Contrarian is over used says contrarian Alastair Mundy

Alastair Mundy has made a career by backing out-of-favour companies, but marking yourself out as a contrarian comes with its own challenges

4 minutes

Spend an hour with Investec’s Alastair Mundy and you come away with two conclusions about contrarian investing: all and sundry think they do it, but few understand how to make it a success.

As lead manager on the £2bn Investec Cautious Managed, UK Special Situations and Temple Bar Investment Trust – among others – Mundy certainly has many plates to spin, but it is his role as head of the ten-strong contrarian team that most defines him.

Defining contrarian

Mundy formed the team on joining Investec from Morley Fund Management in 2000, where he made his name as an income manager. His approach is to select stocks that are seen as out-of-favour – the universe in the UK is stocks that have fallen 50% from their peak over the past seven years.

He says: “Contrarian is a horribly over-used word now and everyone claims to be contrarian. I think it is popular because if you do not call yourself contrarian then you are consensual, which is the world’s worst put-down.

“As everyone now calls themselves contrarian, you have to define what it means.

“Historically, being contrarian means looking at out-of-favour stocks, but everyone now thinks it means saying something different. For us, that is making up a definition to create a label.”

The same goes for special situations funds, a tag Mundy says groups funds together that have very little in common in terms of holdings and philosophy.

He has been in charge of the £570m UK Special Situations Fund since 2002 – it has been running since 1978 – while in late 2007, Global Special Situations was launched with co-manager Mark Wynne Jones.

Global fear

For this fund, the universe differs in that it seeks stocks that have moved furthest away from their average price.

Says Mundy: “Since we have built up the contrarian team, we have had more of a global reach. We just look for out-of-favour stocks which pop up everywhere. All investors are affected by fear and greed; it is not just a UK phenomenon.

“Still, the majority of our assets are in the UK, though in five or ten years it will be more global.
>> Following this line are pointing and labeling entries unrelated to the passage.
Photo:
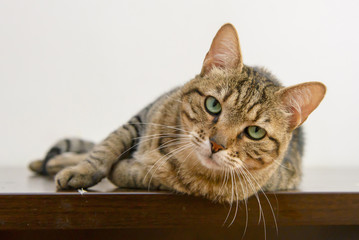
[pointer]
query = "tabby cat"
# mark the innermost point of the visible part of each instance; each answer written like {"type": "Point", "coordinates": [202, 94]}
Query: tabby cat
{"type": "Point", "coordinates": [231, 129]}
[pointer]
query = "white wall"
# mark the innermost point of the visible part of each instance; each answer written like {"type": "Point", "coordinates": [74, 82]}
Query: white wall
{"type": "Point", "coordinates": [81, 68]}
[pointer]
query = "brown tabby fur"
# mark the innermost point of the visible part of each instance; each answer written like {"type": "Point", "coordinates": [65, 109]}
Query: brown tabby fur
{"type": "Point", "coordinates": [167, 145]}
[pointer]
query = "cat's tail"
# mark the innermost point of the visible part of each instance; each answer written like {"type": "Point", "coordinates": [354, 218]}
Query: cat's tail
{"type": "Point", "coordinates": [67, 145]}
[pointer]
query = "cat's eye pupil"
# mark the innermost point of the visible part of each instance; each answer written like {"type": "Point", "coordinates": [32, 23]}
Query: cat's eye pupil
{"type": "Point", "coordinates": [255, 132]}
{"type": "Point", "coordinates": [212, 105]}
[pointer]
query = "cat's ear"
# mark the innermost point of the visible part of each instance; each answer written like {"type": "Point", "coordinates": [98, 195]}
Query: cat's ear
{"type": "Point", "coordinates": [300, 100]}
{"type": "Point", "coordinates": [225, 51]}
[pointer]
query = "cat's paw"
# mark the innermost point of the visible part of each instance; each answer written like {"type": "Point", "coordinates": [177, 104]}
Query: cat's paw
{"type": "Point", "coordinates": [79, 176]}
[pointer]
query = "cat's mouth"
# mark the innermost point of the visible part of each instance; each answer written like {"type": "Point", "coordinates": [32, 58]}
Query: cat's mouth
{"type": "Point", "coordinates": [209, 162]}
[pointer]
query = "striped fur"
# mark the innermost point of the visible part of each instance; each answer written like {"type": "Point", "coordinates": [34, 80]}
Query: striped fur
{"type": "Point", "coordinates": [167, 145]}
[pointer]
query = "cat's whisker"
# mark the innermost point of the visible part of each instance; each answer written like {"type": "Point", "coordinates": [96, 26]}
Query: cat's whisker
{"type": "Point", "coordinates": [231, 202]}
{"type": "Point", "coordinates": [246, 177]}
{"type": "Point", "coordinates": [167, 126]}
{"type": "Point", "coordinates": [168, 156]}
{"type": "Point", "coordinates": [168, 96]}
{"type": "Point", "coordinates": [163, 135]}
{"type": "Point", "coordinates": [164, 159]}
{"type": "Point", "coordinates": [237, 201]}
{"type": "Point", "coordinates": [270, 205]}
{"type": "Point", "coordinates": [245, 194]}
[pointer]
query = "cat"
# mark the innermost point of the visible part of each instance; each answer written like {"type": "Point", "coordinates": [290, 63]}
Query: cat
{"type": "Point", "coordinates": [228, 133]}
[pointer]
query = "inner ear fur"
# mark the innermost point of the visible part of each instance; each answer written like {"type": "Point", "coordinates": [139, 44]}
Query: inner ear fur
{"type": "Point", "coordinates": [225, 51]}
{"type": "Point", "coordinates": [301, 100]}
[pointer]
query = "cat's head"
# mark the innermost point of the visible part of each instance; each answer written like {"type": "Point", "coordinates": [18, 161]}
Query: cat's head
{"type": "Point", "coordinates": [238, 116]}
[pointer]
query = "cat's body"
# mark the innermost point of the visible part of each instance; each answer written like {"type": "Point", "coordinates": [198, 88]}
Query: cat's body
{"type": "Point", "coordinates": [226, 134]}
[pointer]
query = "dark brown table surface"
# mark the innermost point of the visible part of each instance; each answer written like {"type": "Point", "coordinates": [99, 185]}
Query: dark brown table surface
{"type": "Point", "coordinates": [326, 204]}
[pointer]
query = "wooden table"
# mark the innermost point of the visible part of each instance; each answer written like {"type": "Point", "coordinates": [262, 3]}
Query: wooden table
{"type": "Point", "coordinates": [325, 207]}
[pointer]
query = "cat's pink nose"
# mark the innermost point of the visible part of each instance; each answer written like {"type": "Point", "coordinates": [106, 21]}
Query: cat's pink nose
{"type": "Point", "coordinates": [215, 147]}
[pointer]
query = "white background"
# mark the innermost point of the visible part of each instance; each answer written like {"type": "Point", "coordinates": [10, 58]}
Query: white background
{"type": "Point", "coordinates": [82, 68]}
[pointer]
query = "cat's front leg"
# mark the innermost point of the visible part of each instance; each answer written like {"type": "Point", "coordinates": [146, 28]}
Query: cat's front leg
{"type": "Point", "coordinates": [131, 173]}
{"type": "Point", "coordinates": [100, 160]}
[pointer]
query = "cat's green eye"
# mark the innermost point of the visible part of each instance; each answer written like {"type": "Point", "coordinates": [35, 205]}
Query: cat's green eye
{"type": "Point", "coordinates": [213, 106]}
{"type": "Point", "coordinates": [255, 132]}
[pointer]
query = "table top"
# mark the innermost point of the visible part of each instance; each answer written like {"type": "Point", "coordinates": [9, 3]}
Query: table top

We hope our worldwide strategy will grow, and we will also continue to look for more opportunities internationally, in funds such as Cautious Managed, than we have done historically.”

Mundy and his team are renowned for their disregard for macro concerns in favour of a pure bottom-up approach to stockpicking. Still, that does not mean his portfolios are completely immune to economic influences.

“Stocks sometimes fall into our lap because people have an extreme view on the macro, but it is these macro problems that find us rather than us going looking for them.”

Diversified holdings

For example, five years ago it was probably just one or two banks that had problems, but now the whole sector is under siege. However, Mundy stresses that his portfolios are well diversified in nature, given how long they have been run with stocks bought at different times and for different reasons.

Long-term strategy

A quick glance through his holdings and there are names that strike you as consensual: HSBC is his only major banking stock, while Royal Dutch Shell, GSK and Vodafone are other top-weighted names in his funds.

Still, in many ways Mundy considers this a reflection of the lack of understanding of his contrarian approach, where an average holding period for a stock is between three and five years.

“People often look at our stocks and say ‘well, that is not very contrarian’, but we only make our money when everyone agrees with us and we cannot just be a contrarian forever and buy stocks that are going down, otherwise you will lose a lot of money,” he explains.

“The idea is to buy it when it is contrarian and everyone else is selling it; you stick with it while everyone agrees with you up to fair value, and then flog it to people who want to hold it and ride the momentum.”

Nominal trading

Newer contrarian ideas that have either been bought or considered for the funds this year include IAG, Homeserve, Segro, Hays and Man Group.